23 Auf Grundlage dieser rechtlichen Annahmen kommt das Oberverwaltungsgericht zum Ergebnis, dass durch die Maßnahmen M 1 und M 3 (Heckenpflanzungen über 1 825 m² und 2 160 m², Länge 380 m und 580 m) keine landschaftsgerechte Neugestaltung vorgenommen werde, die die Wirkungen des Eingriffsvorhabens in den Hintergrund treten lasse und unter die Schwelle der Erheblichkeit drücke.
24 An den rechtlichen Annahmen des Oberverwaltungsgerichts ist der Ansatz zutreffend, als Maßstab für die Qualität einer Ersatzmaßnahme auf deren Äquivalenz zum Eingriff abzustellen. Dieser Ansatz wird der Rechtsprechung des Bundesverwaltungsgerichts gerecht, wonach - wie dargelegt - eine Ersatzmaßnahme durch eine gleichwertige (statt gleichartige) Herstellung der betroffenen Funktionen des Naturhaushalts bzw. des Landschaftsbildes in dem betroffenen Naturraum gekennzeichnet ist.
25 Soweit das Oberverwaltungsgericht allerdings weitergehend verlangt, dass eine landschaftsgerechte Neugestaltung des Landschaftsbildes in Art und Ausmaß den durch den Eingriff zerstörten Funktionen und Werten des Landschaftsbildes entsprechen müsse, geht dies über das für die qualitative Eignung einer Ersatzmaßnahme maßgebliche Äquivalenzerfordernis hinaus.
26 Die Folgerung der Vorinstanz, die Maßnahmen M 1 und M 3, die keinen Rückbau eines Bauwerks mit der Raumwirkung einer Windenergieanlage beinhalteten, stellten mangels vertikaler Struktur schon aus diesem Grund keine geeigneten Ersatzmaßnahmen dar, ist mithin mit Bundesrecht nicht vereinbar. Ebenfalls bundesrechtlich nicht tragfähig ist es nach dem oben Gesagten, die qualitative Eignung von Heckenpflanzungen als Ersatzmaßnahmen schon deshalb zu verneinen, weil sie nur in einem begrenzten Umfeld wahrnehmbar seien.

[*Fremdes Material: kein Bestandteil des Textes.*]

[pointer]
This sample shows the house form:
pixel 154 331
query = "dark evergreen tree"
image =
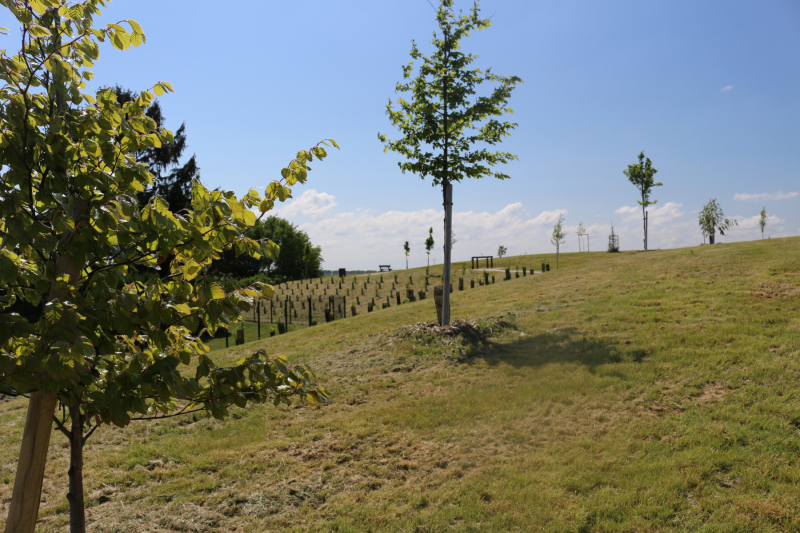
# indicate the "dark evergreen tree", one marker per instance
pixel 298 257
pixel 172 181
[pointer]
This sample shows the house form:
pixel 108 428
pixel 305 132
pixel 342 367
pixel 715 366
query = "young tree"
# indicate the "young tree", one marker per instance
pixel 446 126
pixel 712 218
pixel 641 175
pixel 613 241
pixel 579 232
pixel 429 245
pixel 558 235
pixel 112 339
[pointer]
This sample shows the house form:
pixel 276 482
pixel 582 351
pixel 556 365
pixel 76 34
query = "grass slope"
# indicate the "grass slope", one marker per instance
pixel 635 392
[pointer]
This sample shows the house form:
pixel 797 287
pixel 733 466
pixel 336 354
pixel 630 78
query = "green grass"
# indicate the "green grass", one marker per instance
pixel 635 392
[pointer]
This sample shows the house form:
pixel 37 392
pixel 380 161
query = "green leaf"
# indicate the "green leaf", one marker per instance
pixel 191 269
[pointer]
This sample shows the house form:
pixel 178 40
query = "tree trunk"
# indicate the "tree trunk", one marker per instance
pixel 77 513
pixel 24 507
pixel 448 216
pixel 644 226
pixel 447 189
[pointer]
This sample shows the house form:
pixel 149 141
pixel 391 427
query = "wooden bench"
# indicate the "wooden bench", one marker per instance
pixel 476 259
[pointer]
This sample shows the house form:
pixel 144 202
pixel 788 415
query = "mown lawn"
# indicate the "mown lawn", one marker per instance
pixel 629 392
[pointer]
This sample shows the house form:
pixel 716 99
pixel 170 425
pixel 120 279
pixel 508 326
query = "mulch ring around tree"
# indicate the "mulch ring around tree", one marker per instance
pixel 459 331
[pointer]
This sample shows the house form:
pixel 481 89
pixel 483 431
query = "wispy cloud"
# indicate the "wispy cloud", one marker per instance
pixel 363 238
pixel 310 204
pixel 765 196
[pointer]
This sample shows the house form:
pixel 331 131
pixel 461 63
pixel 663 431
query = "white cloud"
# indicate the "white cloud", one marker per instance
pixel 363 239
pixel 765 196
pixel 748 223
pixel 311 204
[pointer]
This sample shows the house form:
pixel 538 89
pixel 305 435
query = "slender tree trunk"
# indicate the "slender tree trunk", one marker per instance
pixel 644 226
pixel 77 513
pixel 24 507
pixel 447 189
pixel 448 216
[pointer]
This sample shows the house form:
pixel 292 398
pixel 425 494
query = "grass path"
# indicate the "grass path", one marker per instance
pixel 630 392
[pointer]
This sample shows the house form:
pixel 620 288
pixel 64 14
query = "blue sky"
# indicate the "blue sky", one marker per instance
pixel 708 89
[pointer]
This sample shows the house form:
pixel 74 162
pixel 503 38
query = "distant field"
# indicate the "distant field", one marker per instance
pixel 356 293
pixel 627 392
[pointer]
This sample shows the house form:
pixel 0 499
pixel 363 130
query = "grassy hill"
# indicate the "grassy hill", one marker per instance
pixel 649 391
pixel 365 293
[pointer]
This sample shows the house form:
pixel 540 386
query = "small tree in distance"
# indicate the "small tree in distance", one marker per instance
pixel 558 236
pixel 641 175
pixel 613 241
pixel 446 125
pixel 429 246
pixel 580 231
pixel 712 218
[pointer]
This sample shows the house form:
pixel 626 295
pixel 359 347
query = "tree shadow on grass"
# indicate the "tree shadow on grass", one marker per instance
pixel 564 345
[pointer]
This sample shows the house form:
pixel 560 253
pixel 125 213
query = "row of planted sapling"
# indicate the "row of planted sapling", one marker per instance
pixel 315 301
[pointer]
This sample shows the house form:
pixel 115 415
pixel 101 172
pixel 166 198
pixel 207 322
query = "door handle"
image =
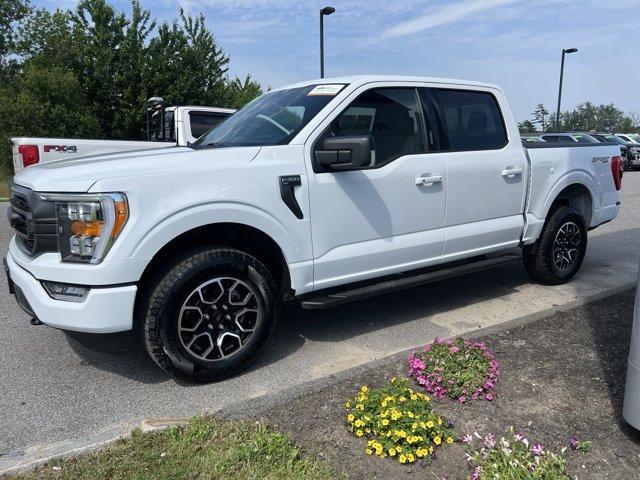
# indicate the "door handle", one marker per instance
pixel 430 180
pixel 511 172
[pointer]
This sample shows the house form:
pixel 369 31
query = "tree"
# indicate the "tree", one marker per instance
pixel 526 127
pixel 11 12
pixel 539 116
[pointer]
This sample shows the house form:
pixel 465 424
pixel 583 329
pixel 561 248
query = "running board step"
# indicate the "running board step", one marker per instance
pixel 328 300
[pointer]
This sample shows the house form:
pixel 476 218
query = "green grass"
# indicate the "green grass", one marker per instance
pixel 4 187
pixel 206 448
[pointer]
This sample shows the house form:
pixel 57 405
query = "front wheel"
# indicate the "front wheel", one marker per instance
pixel 561 248
pixel 209 316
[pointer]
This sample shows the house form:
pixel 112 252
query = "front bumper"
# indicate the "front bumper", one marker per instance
pixel 104 310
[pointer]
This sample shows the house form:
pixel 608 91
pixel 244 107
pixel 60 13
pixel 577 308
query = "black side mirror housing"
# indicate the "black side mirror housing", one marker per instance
pixel 347 153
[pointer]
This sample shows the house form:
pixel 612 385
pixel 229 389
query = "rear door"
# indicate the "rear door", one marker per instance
pixel 486 172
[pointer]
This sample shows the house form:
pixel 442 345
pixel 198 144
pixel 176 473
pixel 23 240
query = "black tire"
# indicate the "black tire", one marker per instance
pixel 170 290
pixel 543 265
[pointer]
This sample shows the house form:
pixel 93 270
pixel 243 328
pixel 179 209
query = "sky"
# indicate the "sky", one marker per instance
pixel 516 44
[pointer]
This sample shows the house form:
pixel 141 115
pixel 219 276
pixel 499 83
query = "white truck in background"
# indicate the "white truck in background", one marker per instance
pixel 322 192
pixel 166 127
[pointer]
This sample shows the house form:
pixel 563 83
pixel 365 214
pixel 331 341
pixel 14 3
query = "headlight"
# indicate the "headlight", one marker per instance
pixel 87 224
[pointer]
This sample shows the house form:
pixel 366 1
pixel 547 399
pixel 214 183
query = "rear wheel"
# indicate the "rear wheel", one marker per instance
pixel 209 316
pixel 561 248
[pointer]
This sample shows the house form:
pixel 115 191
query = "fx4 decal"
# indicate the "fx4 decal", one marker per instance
pixel 61 148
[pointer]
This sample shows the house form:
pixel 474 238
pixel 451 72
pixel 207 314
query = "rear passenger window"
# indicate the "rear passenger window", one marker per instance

27 2. Das angegriffene klageabweisende Urteil erweist sich nicht aus anderen Gründen als richtig (§ 144 Abs. 4 VwGO). Tatsächliche Feststellungen, aus denen sich ergäbe, dass den Maßnahmen M 1 und M 3 auch bei zutreffender Auslegung und Anwendung von Bundesrecht die qualitative Eignung als Ersatzmaßnahmen nach jeder Betrachtungsweise fehlte oder sich jedenfalls in quantitativer Hinsicht als vollständig unzureichend erwiesen, so dass nicht einmal eine Teilkompensation im Betracht käme, sind ihm nicht zu entnehmen.
28 3. Nach allem war das Urteil des Oberverwaltungsgerichts aufzuheben und die Sache zur anderweitigen Verhandlung und Entscheidung an dieses zurückzuverweisen (§ 144 Abs. 3 Satz 1 Nr. 2 VwGO).
29 Zur Prüfung der Begründetheit der Klage bedarf es weiterer tatsächlicher Feststellungen, um die qualitative Eignung der Maßnahmen M 1 und M 3 als Ersatzmaßnahmen anhand der dargelegten bundesrechtlichen Maßstäbe (neu) beurteilen zu können. Erwiesen sich auf dieser Grundlage die Maßnahmen M 1 und M 3 oder jedenfalls ein Teil der davon umfassten Einzelmaßnahmen als geeignete Ersatzmaßnahmen im Sinne des § 15 Abs. 2 Satz 3 BNatSchG, bedürfte es darüber hinaus tatsächlicher Feststellungen zu deren Quantifizierung als Voll- oder Teilkompensation.